Tue.3 14:45–16:00 | H 2033 | STO
.

Large-Scale Stochastic First-Order Optimization (2/2)

Chair: Samuel Horvath Organizers: Samuel Horvath, Filip Hanzely
14:45

Nidham Gazagnadou

joint work with Robert Gower, Joseph Salmon

Optimal mini-batch and step sizes for SAGA

Recently, it has been shown that the step sizes of a family of stochastic variance reduced gradient methods, called the JacSketch methods, depend on the expected smoothness constant. We provide closed form expressions for this constant, leading to larger step sizes and thus to faster convergence, and numerical experiments verifying these bounds.

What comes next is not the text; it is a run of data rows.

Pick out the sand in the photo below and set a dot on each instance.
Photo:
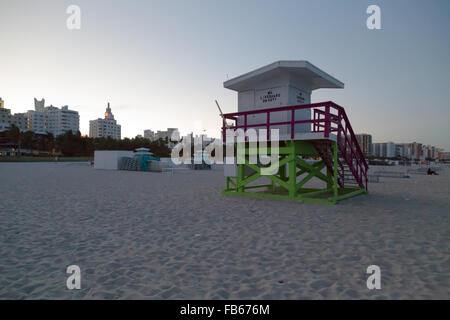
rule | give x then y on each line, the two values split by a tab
162	236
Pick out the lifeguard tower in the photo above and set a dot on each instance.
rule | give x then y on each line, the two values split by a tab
278	96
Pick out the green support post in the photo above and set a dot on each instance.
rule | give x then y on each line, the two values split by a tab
292	165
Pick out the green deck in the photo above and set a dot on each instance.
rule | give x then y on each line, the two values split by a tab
292	175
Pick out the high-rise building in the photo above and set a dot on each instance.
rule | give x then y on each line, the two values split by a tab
20	120
37	122
106	127
365	142
62	120
416	150
5	116
149	134
43	120
39	105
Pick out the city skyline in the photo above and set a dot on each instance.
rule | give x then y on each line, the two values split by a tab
161	69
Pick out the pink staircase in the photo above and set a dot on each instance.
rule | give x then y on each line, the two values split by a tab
328	118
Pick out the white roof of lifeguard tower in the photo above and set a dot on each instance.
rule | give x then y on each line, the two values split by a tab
301	69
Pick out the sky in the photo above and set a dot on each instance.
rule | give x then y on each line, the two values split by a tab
163	63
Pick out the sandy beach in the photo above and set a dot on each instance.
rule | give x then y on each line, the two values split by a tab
138	235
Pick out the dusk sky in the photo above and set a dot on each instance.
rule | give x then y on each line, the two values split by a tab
163	63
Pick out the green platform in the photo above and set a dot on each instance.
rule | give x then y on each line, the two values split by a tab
293	173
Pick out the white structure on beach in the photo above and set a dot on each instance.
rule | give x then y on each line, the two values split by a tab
109	160
106	127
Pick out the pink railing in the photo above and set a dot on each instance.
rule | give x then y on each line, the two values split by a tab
328	117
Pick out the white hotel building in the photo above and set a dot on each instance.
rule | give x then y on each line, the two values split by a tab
107	127
41	120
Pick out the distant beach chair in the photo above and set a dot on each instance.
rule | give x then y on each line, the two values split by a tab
391	174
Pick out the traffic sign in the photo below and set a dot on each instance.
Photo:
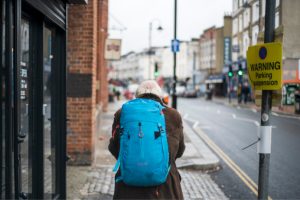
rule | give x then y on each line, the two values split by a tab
175	45
264	64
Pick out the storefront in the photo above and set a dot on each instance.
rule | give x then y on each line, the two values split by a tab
216	83
33	73
236	78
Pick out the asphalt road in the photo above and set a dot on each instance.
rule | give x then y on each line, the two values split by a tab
232	129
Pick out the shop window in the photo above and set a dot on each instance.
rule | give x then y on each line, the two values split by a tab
276	19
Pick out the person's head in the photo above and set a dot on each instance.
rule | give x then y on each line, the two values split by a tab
148	87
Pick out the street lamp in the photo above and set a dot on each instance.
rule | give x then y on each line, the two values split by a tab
150	31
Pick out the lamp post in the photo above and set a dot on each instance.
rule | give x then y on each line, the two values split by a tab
150	31
174	98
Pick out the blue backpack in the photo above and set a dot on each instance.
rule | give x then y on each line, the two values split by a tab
144	153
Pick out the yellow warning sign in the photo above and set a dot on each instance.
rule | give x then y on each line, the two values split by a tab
264	63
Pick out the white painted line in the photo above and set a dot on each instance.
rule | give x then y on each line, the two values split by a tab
254	110
273	113
189	119
203	127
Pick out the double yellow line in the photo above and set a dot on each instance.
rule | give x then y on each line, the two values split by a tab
243	176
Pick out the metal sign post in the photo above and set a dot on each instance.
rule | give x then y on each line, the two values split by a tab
266	107
174	98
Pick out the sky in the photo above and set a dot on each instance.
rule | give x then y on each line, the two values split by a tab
193	17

We suggest a new practice for setting the mini-batch and step sizes for SAGA, part of the JacSketch family. Furthermore, we can now show that the total complexity of the SAGA algorithm decreases linearly in the mini-batch size up to an optimal value.

15:10

[canceled] Hamed Sadeghi

joint work with Pontus Giselsson

Acceleration of reduced variance stochastic gradient method

We propose a convergence acceleration scheme for optimization problems in stochastic settings. We use Anderson acceleration in combination with a reduced variance stochastic gradient method and show that the iterates are stochastically quasi-Fejér monotone. This allows us to prove almost sure convergence of the method. We apply the acceleration technique to reduced variance stochastic gradient algorithms SVRG and SAGA to show its performance gains.

15:35

Samuel Horvath

Stochastic Distributed Learning with Gradient Quantization and Variance Reduction

We consider distributed optimization where the objective function is spread among different devices, each sending incremental model updates to a central server. To alleviate the communication bottleneck, recent work proposed various schemes to compress (e.g. quantize or sparsify) the gradients, thereby introducing additional variance, that might slow down convergence. We provided a unified analysis of these approaches in strongly/weakly convex and non-convex frameworks and provide the first methods that achieve linear convergence for arbitrary quantized updates.